Il est vrai que, dans la forme, les décrets nouveaux n’abrogeaient point les décrets de 1885 et 1886 relatifs aux droits des indigènes sur les terres occupées par eux. D’autre part, un décret, également daté du 5 décembre 1892, prescrivait une enquête en vue de déterminer les droits acquis des indigènes en matière d’exploitation du caoutchouc et d’autres produits végétaux, dans le territoire du Haut Congo, antérieurement à la promulgation de l’ordonnance du 1er juillet 1885.

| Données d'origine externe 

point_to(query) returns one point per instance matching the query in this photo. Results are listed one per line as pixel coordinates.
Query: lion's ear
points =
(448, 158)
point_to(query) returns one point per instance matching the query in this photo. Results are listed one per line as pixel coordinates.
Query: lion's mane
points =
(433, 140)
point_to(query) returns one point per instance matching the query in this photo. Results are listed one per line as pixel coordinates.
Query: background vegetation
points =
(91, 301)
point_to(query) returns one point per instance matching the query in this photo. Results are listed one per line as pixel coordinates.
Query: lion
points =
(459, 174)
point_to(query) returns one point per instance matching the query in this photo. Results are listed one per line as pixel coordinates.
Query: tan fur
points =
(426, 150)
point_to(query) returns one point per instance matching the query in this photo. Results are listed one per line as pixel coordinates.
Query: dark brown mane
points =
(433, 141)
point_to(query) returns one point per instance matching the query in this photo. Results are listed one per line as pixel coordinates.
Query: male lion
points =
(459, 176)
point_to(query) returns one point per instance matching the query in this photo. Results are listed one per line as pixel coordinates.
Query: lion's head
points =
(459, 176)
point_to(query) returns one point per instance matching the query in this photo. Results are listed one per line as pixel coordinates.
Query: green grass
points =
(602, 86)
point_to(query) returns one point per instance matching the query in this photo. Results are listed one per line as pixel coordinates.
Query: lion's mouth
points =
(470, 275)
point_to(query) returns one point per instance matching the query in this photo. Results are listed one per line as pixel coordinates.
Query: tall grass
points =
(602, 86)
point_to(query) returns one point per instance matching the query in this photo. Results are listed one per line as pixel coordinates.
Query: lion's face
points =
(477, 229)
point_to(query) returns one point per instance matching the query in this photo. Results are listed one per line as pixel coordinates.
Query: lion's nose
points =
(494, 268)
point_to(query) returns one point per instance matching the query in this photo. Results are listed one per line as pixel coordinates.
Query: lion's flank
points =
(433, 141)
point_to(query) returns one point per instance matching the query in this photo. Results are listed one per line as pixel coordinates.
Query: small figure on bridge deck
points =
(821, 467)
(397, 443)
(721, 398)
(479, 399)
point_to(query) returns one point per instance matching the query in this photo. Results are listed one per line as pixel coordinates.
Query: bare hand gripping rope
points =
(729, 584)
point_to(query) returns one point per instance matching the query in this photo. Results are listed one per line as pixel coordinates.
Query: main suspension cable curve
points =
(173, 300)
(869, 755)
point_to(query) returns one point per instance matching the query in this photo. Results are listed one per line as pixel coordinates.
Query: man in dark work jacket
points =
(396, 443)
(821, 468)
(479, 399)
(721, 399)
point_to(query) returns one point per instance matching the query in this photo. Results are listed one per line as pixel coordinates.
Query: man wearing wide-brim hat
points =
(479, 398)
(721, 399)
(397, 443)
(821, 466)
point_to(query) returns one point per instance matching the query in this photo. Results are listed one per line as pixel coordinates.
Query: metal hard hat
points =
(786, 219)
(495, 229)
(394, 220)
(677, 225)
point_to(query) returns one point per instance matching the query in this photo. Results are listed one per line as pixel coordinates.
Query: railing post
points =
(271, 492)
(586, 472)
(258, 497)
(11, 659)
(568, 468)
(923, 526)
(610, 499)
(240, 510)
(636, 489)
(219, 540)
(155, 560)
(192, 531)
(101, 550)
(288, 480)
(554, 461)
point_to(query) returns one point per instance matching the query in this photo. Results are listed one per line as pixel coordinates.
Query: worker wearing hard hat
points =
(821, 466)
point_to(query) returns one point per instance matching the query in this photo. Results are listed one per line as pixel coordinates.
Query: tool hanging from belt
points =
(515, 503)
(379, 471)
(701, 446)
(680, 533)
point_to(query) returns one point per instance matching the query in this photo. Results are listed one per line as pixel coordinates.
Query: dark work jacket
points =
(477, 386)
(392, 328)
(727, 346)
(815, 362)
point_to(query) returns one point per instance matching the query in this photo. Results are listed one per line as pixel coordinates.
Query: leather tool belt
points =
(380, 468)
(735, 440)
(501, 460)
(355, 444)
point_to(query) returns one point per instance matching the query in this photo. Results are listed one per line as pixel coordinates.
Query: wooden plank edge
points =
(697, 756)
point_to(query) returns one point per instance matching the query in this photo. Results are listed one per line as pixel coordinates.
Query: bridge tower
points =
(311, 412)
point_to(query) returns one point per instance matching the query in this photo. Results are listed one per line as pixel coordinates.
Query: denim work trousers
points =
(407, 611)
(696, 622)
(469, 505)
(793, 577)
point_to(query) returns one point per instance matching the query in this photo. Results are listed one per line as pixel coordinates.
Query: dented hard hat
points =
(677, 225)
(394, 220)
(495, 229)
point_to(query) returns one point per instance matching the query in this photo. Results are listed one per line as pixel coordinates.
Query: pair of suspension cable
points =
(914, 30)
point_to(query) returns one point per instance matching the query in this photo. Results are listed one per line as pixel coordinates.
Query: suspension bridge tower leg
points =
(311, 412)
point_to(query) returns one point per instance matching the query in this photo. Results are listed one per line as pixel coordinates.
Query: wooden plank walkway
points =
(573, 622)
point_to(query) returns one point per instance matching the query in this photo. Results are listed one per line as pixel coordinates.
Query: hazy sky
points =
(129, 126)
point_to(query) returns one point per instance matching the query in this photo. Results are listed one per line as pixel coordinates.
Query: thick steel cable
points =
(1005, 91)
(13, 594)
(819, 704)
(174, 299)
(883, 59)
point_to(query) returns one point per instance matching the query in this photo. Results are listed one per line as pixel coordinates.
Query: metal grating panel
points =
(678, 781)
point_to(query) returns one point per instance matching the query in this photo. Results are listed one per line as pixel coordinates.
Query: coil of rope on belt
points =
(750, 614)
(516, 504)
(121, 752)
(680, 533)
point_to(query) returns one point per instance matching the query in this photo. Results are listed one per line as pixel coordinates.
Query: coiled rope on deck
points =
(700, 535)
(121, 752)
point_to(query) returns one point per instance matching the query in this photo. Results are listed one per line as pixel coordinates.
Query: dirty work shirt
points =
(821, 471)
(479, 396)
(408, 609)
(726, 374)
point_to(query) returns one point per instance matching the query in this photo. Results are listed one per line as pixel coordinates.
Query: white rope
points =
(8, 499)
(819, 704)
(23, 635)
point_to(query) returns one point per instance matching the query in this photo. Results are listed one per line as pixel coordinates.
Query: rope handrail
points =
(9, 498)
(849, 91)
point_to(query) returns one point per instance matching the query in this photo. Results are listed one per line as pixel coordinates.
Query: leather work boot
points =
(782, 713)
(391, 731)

Mais cette enquête n’eut lieu que pro forma. Elle ne fut ni contradictoire, ni même sérieuse. Elle ne releva des faits d’exploitation commerciale du caoutchouc par les indigènes, avant 1885, que dans le bassin de la Lulua et dans la partie méridionale du Lunda[1]. D’autre part, l’interprétation donnée aux mots « terres occupées par les indigènes » devint tellement restrictive, qu’elle aboutit à les déposséder à peu près complètement[2].

Seulement, il ne suffisait pas de s’approprier les terres dites vacantes et de s’attribuer les fruits du Domaine ainsi constitué. Encore fallait-il avoir des travailleurs pour les récolter. Or, les noirs, qui ne se refusent pas au travail du caoutchouc dans les colonies françaises, anglaises et portugaises de l’Afrique occidentale, où on leur paie la pleine valeur de leur produit, manifestaient, au contraire, pour ce même travail, la plus vive répugnance, dans les forêts congolaises, où on offrait de leur payer, non le prix du caoutchouc qu’ils appor-

  1. Voir Vermeersch. La Question congolaise, p. 127. Bruxelles, Bulens, 1906.
  2. Cf. Rapport de la Commission d’enquête, Bulletin officiel de l’État Indépendant du Congo, 1905, nos 9 et 10, p. 151.